This is a project, which considers locating and filling missing words in sentences based on language modeling. By investigating the statistical connection among words surrounding the candidate location and the candidate word, we manage to achieve a missing word location accuracy and a missing word filling accuracy as high as 52% and 32%, respectively.
- What it can do
- What it includes
- Contributors
- Additional information
Train the language model by a large training set including millions of complete sentences, then apply the model to predict missing word location and filling the missing word for each incomplete sentence.
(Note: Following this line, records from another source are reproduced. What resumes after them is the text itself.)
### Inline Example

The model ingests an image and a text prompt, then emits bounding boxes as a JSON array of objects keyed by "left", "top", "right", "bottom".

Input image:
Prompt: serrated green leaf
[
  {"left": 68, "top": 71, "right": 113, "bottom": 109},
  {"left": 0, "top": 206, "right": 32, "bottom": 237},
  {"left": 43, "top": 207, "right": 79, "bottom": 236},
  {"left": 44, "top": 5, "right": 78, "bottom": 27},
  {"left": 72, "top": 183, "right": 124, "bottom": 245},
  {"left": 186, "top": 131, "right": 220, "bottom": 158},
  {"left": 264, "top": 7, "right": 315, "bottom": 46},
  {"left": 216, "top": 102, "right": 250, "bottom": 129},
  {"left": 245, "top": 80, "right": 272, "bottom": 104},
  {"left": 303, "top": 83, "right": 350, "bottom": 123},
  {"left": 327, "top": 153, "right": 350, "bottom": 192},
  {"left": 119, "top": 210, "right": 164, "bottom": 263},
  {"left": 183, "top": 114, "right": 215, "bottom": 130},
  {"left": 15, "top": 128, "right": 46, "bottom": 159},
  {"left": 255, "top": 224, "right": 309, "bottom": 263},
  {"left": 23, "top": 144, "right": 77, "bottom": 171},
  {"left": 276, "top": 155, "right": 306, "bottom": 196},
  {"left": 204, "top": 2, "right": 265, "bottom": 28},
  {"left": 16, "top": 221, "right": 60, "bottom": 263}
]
Note that there should only one missing word for each sentence, and it can neither be the first nor the last one.
- data\vocabulary-14126.txt: vocabulary listing 14216 high-frequency words and their corresponding frequencies
- data\train_v2.txt and test_v2.txt: too large to include, please download them from https://www.kaggle.com/c/billion-word-imputation/data, or you can use your own data and regenerate the high-frequency vocabulary.
- LocationAndFillingCrossValidation.py: model training and cross validation (based on only train_v2.txt)
- LocationAndFillingTestData.py: model training and produce results for testing data (train_v2.txt and test_v2.txt)
- Presentation Slides.pdf & Project Report.pdf: supporting documents
- Tianlong Song
- Zhe Wang
Please refer to the presentation slides and project report in this repository. A brief theoretical explanation is also available on Tianlong's blog.